The relevant securities authorities have no responsibility for reviewing or verifying any Restricted Stock Unit Documents. United Arab Emirates securities or financial/economic authorities have not approved the Restricted Stock Unit Documents, nor taken steps to verify the information set out in them, and thus, are not responsible for their content.
You as a prospective stockholder should conduct your own due diligence on the securities.
UNITED KINGDOM
Terms and Conditions
Restricted Stock Units Payable Only in Shares of Stock. Notwithstanding any discretion in the Plan or the Agreement to the contrary, Restricted Stock Units granted to Grantees in the United Kingdom shall be paid in shares of Stock only and do not provide any right for you to receive a cash payment.
Taxes. This section supplements the Share Delivery; Vested Units, Tax-Related Items section of the Agreement:
If payment or withholding of the income tax due in connection with your participation in the Plan is not made within ninety (90) days of the event giving rise to the income tax liability or such other period specified in Section 222(1)(c) of the U.K. Income Tax (Earnings and Pensions) Act 2003 (the “Due Date”), the amount of any uncollected income tax will constitute a loan owed by you to the Employer, effective on the Due Date. You agree that the loan will bear interest at the then current Official Rate of Her Majesty's Revenue and Customs (“HMRC”),
it will be immediately due and repayable, and the Company or the Employer may recover it at any time thereafter by any of the means referred to in the Agreement.

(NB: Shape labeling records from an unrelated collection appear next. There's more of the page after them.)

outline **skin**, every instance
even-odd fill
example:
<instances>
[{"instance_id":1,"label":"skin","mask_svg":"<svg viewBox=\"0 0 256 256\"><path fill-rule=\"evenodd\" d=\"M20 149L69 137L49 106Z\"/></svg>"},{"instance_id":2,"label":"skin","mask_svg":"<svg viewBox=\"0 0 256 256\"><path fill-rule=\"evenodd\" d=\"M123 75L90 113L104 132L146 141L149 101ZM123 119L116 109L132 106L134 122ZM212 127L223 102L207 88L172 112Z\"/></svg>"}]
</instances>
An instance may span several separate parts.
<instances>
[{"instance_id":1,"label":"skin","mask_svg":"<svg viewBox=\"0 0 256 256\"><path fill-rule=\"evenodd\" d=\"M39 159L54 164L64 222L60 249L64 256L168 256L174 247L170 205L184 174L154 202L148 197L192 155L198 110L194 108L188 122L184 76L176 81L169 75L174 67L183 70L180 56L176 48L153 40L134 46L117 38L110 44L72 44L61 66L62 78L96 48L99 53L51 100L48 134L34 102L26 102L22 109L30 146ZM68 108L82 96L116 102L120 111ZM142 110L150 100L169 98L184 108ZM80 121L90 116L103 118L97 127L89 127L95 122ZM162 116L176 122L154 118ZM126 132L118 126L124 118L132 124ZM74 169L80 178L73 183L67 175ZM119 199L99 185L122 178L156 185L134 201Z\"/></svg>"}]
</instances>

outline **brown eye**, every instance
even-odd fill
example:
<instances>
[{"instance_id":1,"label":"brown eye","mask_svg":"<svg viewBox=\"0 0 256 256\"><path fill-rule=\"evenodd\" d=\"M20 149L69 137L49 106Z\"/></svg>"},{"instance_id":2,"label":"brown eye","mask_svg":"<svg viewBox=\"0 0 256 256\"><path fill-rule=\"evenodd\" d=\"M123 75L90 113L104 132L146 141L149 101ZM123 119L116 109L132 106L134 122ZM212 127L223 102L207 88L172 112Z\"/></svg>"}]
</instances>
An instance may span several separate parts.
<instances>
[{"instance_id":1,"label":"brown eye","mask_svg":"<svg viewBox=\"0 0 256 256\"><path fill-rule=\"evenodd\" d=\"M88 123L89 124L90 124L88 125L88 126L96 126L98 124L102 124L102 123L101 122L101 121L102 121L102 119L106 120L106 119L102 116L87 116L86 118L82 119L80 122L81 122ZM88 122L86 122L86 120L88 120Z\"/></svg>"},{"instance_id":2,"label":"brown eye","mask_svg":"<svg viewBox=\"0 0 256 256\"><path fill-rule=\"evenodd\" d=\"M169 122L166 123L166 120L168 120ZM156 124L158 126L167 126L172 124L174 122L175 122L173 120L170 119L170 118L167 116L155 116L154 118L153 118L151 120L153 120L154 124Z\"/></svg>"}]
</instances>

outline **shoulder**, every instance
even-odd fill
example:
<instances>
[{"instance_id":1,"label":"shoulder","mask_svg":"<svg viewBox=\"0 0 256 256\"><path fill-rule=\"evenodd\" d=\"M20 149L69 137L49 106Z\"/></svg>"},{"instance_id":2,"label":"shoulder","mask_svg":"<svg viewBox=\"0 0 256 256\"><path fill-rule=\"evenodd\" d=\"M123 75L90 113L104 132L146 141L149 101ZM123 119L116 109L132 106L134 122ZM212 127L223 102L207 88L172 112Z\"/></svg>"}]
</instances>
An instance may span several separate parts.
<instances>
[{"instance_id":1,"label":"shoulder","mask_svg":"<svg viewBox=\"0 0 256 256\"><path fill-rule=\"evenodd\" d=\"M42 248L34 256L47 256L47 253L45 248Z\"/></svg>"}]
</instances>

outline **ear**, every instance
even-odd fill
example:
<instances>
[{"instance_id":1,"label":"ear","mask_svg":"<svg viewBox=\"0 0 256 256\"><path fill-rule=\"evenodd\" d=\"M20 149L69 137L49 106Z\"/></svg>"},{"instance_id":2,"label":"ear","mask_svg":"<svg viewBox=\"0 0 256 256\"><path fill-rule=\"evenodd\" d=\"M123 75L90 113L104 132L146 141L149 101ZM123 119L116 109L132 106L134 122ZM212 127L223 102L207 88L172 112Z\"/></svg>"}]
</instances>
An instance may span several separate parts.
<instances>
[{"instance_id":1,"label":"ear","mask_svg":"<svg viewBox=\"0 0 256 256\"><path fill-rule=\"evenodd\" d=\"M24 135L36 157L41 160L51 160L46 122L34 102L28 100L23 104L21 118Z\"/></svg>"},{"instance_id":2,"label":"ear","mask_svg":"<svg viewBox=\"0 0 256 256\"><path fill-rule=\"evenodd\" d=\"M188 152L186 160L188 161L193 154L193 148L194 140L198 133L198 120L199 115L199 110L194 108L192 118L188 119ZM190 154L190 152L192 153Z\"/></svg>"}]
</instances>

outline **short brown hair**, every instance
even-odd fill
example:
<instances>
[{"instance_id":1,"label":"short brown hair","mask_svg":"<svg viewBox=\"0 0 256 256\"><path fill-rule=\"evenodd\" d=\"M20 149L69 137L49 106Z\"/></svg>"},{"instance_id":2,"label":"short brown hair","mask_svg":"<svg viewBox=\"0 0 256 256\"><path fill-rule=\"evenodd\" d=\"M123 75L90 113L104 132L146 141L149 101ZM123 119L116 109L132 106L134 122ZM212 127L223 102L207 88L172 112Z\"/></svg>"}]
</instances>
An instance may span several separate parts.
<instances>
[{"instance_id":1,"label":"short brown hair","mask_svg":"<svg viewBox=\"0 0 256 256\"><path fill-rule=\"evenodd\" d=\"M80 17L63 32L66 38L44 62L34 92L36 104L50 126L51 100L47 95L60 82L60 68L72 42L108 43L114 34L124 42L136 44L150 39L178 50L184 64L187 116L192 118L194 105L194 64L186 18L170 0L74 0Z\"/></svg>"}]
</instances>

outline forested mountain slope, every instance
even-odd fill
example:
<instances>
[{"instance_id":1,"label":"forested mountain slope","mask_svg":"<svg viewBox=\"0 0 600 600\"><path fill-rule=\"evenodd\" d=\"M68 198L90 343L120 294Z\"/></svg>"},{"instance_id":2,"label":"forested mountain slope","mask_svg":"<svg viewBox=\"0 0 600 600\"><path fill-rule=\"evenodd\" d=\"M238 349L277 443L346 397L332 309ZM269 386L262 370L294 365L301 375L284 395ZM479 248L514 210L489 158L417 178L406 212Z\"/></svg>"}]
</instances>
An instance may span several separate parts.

Notwithstanding the foregoing, if you are a director or executive officer of the Company (within the meaning of Section 13(k) of the U.S. Securities Exchange Act of 1934, as amended), you will not be eligible for such a loan to cover the income tax. In the event that you are a director or executive officer and the income tax is not collected from or paid by you by the Due Date, the amount of any uncollected income tax will constitute a benefit to you on which additional income tax and National Insurance Contributions (“NICs”) (including the Employer NICs, as defined below) will be payable. you will be responsible for reporting and paying any income tax and NICs (including the Employer NICs, as defined below) due on this additional benefit directly to HMRC under the self assessment regime.
Joint Election. As a condition of your participation in the Plan and of the vesting of the Restricted Stock Units, you agree to accept any liability for secondary Class 1 National Insurance Contributions which may be payable by the Company and/or the Employer with respect to the Chargeable Event (“Employer NICs”).
Without limitation to the foregoing, you agree to execute a joint election with the Company or the Employer, the form of such joint election being formally approved by HMRC (the “Joint Election”), and any other required consents or elections as provided to you by the Company or the Employer. You further agree to execute such other joint elections as may be required between you and any successor to the Company or the Employer.
If you do not enter into a Joint Election, or if the Joint Election is revoked at any time by HMRC, the Restricted Stock Units shall cease vesting and become null and void, and no shares of Stock shall be acquired under the Plan, without any liability to the Company, the Employer and/or any Affiliate.
You further agree that the Company and/or the Employer may collect the Employer NICs by any of the means set forth in the Share Delivery; Vested Units, Tax-Related Items section of the Agreement, as supplemented above.